One day after a reported drunk driver barreled into Carmen Gillespie's living room and displaced her family of nine, the South Pasadena mother reiterated how blessed she was.
Blessed that Veronica Villanueva missed the gas line, when her SUV plowed through Gillespie's wall.
Blessed that her 13-year-old son, Nathan Camarillo, was too tired to keep writing his report in the living room, so he went to bed.
Blessed that everyone was in bed, no late-night TV watchers asleep on the sofas - one crunched from a concrete post that hurtled through the window, the other blanketed in dust that authorities are inspecting for asbestos. Until insurance officials determine whether the dust is toxic, the family is not allowed to stay inside the home.
"My house is broken,'' blurted 3-year-old Jerry Camarillo.
Gillespie even smiled at hearing her son sum up the situation.
"We're safe. That's what's important,'' Gillespie said Monday, as her children played in the front yard. The family popped back to the house at the end of the school day, but they're staying at a motel in Monterey Park, she said. It could be another few days before the asbestos testing is complete, and possibly longer before the structural integrity of the home is determined.
Gillespie and her family were sleeping at 2:24 a.m. Sunday when an apparent drunk driver traveling on North Raymond Avenue ran through the intersection, hit the curb, and according to Sergeant Mike Neff of the South Pasadena Police Department. Police arrested Villanueva, 24, from Alhambra, on suspicion of DUI. The woman was issued a citation and released.
Hours earlier, Nathan Camarillo was working away on a report in the family's living room. At first, Gillespie was unhappy that her son went to bed before finishing, she said, but if he'd been sitting at the desk, the car could've killed him. Still worried about the report, Gillespie said she and her son dug through the debris looking for any sign of it. For safety reasons, firefighters told them to stop sifting.
Still, Camarillo had quite the good excuse for not turning in his assignment Monday.
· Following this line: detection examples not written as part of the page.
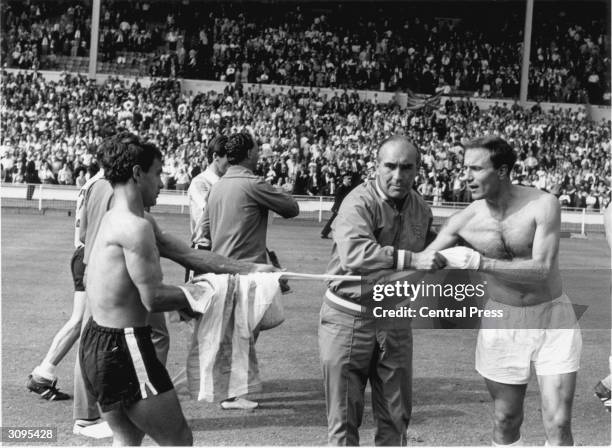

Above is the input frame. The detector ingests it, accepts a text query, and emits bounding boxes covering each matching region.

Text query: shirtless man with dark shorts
[79,134,273,445]
[428,137,582,445]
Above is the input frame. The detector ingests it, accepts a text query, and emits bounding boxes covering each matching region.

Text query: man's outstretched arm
[121,219,189,313]
[145,213,278,274]
[479,195,561,283]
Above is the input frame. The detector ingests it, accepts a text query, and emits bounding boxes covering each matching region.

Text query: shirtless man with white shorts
[427,136,582,445]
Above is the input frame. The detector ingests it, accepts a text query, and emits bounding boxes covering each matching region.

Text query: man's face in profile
[377,140,418,199]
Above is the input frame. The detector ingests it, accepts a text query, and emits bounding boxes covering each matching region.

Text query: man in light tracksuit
[319,135,445,446]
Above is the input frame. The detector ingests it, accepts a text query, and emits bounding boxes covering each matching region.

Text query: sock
[491,436,523,446]
[32,361,57,381]
[544,439,574,446]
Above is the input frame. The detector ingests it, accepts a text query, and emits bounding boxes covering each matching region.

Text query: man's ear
[132,165,143,183]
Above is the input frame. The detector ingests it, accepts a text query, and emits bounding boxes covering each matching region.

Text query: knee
[494,409,523,433]
[174,423,193,446]
[543,409,571,434]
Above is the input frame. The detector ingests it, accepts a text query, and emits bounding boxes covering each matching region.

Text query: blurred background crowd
[0,1,611,209]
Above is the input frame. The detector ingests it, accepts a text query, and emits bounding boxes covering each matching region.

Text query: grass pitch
[2,210,610,446]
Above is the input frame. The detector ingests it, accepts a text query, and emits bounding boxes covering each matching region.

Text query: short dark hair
[376,134,421,165]
[225,132,255,165]
[206,135,227,163]
[100,132,162,186]
[464,135,516,173]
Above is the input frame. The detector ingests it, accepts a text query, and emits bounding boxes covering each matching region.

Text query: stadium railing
[0,183,604,236]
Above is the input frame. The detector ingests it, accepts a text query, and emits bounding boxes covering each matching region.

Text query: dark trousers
[319,303,412,446]
[321,212,338,237]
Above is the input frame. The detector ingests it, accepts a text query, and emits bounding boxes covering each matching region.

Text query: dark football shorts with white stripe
[79,319,173,412]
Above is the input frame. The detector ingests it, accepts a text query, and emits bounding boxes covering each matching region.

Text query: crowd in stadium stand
[2,2,610,104]
[0,72,610,209]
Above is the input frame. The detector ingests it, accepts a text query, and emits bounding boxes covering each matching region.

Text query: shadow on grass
[190,376,537,431]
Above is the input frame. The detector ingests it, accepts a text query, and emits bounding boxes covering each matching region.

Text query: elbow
[283,203,300,218]
[142,295,163,313]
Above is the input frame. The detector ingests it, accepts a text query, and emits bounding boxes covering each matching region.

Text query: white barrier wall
[0,184,603,225]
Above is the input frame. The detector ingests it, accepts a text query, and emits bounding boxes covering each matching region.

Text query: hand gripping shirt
[327,179,433,304]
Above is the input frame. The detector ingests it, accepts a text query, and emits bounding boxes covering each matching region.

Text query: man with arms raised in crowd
[428,136,582,445]
[319,135,445,446]
[79,134,272,445]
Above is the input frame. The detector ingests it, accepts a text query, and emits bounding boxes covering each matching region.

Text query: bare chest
[459,212,536,260]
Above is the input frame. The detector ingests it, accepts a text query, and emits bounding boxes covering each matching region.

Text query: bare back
[434,186,562,306]
[87,209,162,328]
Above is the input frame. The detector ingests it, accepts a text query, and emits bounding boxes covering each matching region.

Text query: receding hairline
[376,135,421,162]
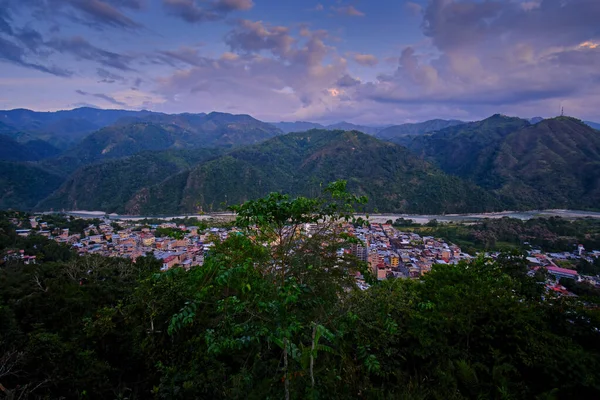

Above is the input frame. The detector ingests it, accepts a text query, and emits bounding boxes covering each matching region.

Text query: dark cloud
[4,0,143,29]
[64,0,141,29]
[162,0,254,23]
[47,36,134,71]
[336,74,360,88]
[213,0,254,13]
[331,5,365,17]
[352,53,379,67]
[75,89,127,107]
[0,37,72,77]
[225,20,295,57]
[96,68,127,83]
[0,2,13,35]
[105,0,144,10]
[158,46,211,66]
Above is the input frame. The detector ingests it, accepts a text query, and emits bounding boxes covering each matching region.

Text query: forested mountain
[0,107,155,148]
[36,148,223,213]
[127,130,498,214]
[404,114,530,180]
[37,113,281,175]
[375,119,464,141]
[0,134,61,161]
[583,121,600,130]
[407,115,600,209]
[271,121,326,133]
[271,121,384,135]
[0,161,63,210]
[326,121,384,135]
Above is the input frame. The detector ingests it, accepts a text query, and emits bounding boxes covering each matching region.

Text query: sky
[0,0,600,125]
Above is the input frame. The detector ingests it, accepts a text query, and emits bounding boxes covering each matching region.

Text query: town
[5,215,600,295]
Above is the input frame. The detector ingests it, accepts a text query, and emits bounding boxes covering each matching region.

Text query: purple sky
[0,0,600,124]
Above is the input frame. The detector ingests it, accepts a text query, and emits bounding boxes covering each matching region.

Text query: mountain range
[0,108,600,215]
Gillespie sent all of her school-age children to class, not wanting to disrupt their lives any more than necessary.
"I wrote him a note,'' Gillespie said, noting his South Pasadena Middle School teacher granted her son an extension.
Shaking her head at the toppled mess of her front room, Gillespie pointed to a piece of a 1914 church bench that remained unscathed. Also untouched was a statue of St. Francis that, by all measure, should've been destroyed.
"I don't know what I'll do about Christmas presents, and I don't know if we'll still be in the motel. Can you have a tree in a motel? But we're all ok,'' she said.